Besonders mitteilungsbedürftige oder dominante Teilnehmende können die Atmosphäre einer geschlossenen Gruppe eher stören, da sie jede einzelne Sitzung auf gleiche Weise beeinflussen. Wiederum kann die feste Gruppe ein „anstrengendes“ Gruppenmitglied positiv beeinflussen: „Die Gruppe zieht anstrengende PatientInnen mit, diese erfahren mehr Akzeptanz“, bemerkte ein Therapeut.
Zurückhaltende RehabilitandInnen werden in offenen Gruppen tendenziell eher weniger wahrgenommen, da diese sich bei jeder Sitzung der Herausforderung stellen müssen, sich auf eine neue Gruppenzusammensetzung einzustellen. Ebenso können sportlich Schwächere sich in Sportgruppen ausgeschlossen fühlen, da sie körperlich weniger leistungsfähig sind. In festen Gruppen erleben die SporttherapeutInnen oft, dass „leistungsschwächere PatientInnen besser aufgefangen und mitgezogen werden“; das gilt auch für Zurückhaltende. In offenen Gruppen übernimmt stattdessen häufiger der Therapeut/ die Therapeutin diese Aufgabe.
Solche unterschiedlichen Auswirkungen auf den Therapieerfolg jedes einzelnen Gruppenmitglieds haben erfahrene TherapeutInnen stets im Blick. Sie nutzen die verschiedenen Vorteile der Gruppenformate jeweils zum Vorteil der RehabilitandInnen, während sie die jeweiligen Nachteile ausgleichen. Dies könnte ein Grund sein, warum in unserer Beobachtung die Gruppenform allein keinen Unterschied für den Therapieerfolg machte.
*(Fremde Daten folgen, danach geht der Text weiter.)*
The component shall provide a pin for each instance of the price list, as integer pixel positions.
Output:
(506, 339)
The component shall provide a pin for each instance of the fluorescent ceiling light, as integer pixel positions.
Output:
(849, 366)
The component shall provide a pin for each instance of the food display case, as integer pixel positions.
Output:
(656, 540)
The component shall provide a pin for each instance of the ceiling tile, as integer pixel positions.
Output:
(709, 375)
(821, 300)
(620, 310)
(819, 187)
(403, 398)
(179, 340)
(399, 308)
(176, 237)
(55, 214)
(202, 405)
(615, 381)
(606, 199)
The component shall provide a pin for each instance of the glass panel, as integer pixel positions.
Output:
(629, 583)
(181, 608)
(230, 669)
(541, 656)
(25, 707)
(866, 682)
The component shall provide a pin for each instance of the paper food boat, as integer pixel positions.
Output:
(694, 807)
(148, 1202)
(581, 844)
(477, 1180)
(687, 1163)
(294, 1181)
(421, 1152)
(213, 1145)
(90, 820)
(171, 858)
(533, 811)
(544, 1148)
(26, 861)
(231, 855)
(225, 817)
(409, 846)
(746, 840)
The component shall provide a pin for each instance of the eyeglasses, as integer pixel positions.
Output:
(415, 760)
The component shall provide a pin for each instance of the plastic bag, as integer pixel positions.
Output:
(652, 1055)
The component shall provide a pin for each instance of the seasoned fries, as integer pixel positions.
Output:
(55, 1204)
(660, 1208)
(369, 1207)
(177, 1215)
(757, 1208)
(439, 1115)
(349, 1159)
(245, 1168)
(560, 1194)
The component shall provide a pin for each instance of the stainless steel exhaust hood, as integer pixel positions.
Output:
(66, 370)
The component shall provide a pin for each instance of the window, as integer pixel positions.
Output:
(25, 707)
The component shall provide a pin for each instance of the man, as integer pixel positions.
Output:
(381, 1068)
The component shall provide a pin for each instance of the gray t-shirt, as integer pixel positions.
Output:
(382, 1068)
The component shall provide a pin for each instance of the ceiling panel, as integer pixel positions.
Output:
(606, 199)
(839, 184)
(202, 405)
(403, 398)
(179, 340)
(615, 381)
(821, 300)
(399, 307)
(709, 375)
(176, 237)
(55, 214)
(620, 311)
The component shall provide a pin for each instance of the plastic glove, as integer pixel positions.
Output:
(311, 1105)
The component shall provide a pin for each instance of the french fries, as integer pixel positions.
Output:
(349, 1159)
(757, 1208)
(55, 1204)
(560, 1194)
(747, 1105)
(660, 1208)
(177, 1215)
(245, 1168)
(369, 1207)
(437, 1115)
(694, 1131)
Ausblick: Unsere nächsten Analysen konzentrieren sich auf die Verbindung zwischen Gruppenform und Sportmotivation
Es gibt eine „signifikante“ (statistisch bedeutsame) Beziehung zwischen der Gruppenform einerseits und dem Erleben der Therapiegruppe andererseits. RehabilitandInnen, die ihre Reha in festen Gruppen absolviert haben, berichten im Durchschnitt von einem leicht positiveren und angenehmeren Gruppenerlebnis, zum Beispiel in der Bejahung solcher Aussagen wie „Die Gruppenmitglieder akzeptierten einander“. Man kann die Auswirkungen von geschlossenen Gruppen in der VOR folgendermaßen verstehen: Stellen Sie sich vor, dass man dem Gruppenerlebnis sieben Sterne geben kann, wobei sieben Sterne ,perfekt‘ bedeuten. Unsere Studienteilnehmenden in festen VOR-Gruppen gaben dem Gruppenerlebnis im Durchschnitt knapp sechs Sterne. Die RehabilitandInnen in offenen Gruppen gaben knapp fünf Sterne. Das heißt, in festen Gruppen fühlte sich die Gruppe etwa 15 % näher an ‚perfekt‘. Wir fragen nun weiter: War dieser Effekt auch relevant für das Erlebnis von Sport und Bewegung in der Gruppe? Welche anderen Faktoren beeinflussten zudem das Gruppenerlebnis? Über unsere Erkenntnisse berichten wir im nächsten IREHA-Rundbrief!

 

Veröffentlichungen aus der VOR-Gruppen-Studie
Südmeier, M., Arnold, C., Muschalla, B., Lorenz, K., Gissendanner, S. & Sudeck, G. (2025). Subjektiver Reha-Erfolg und Bedeutung von Bewegung in der VOR-Behandlung in geschlossenen und offenen Therapiegruppen. Tagungsband des 33. Rehabilitationswissenschaftlichen Kolloquiums. Berlin: DRV Bund, S. 60-63.
Südmeier, M., Gissendanner, S., Lorenz, K. & Muschalla, B. (2025). Experiences of Psychologists and Sport Therapists Conducting Open and Closed Therapy Groups. PPmP, 75 (01), 37-43.
Südmeier, M., Gissendanner, S., Lorenz, K. & Muschalla, B. (zurzeit in Begutachtung). Comparison of the effectiveness of behavioral orthopedic rehabilitation treatment with an open or closed group concept.
Südmeier, M. & Muschalla, B. (2024). On the differential effectiveness of open and closed psychotherapeutic groups: a systematic review. Am J Psychother, 77 (2), 55-70.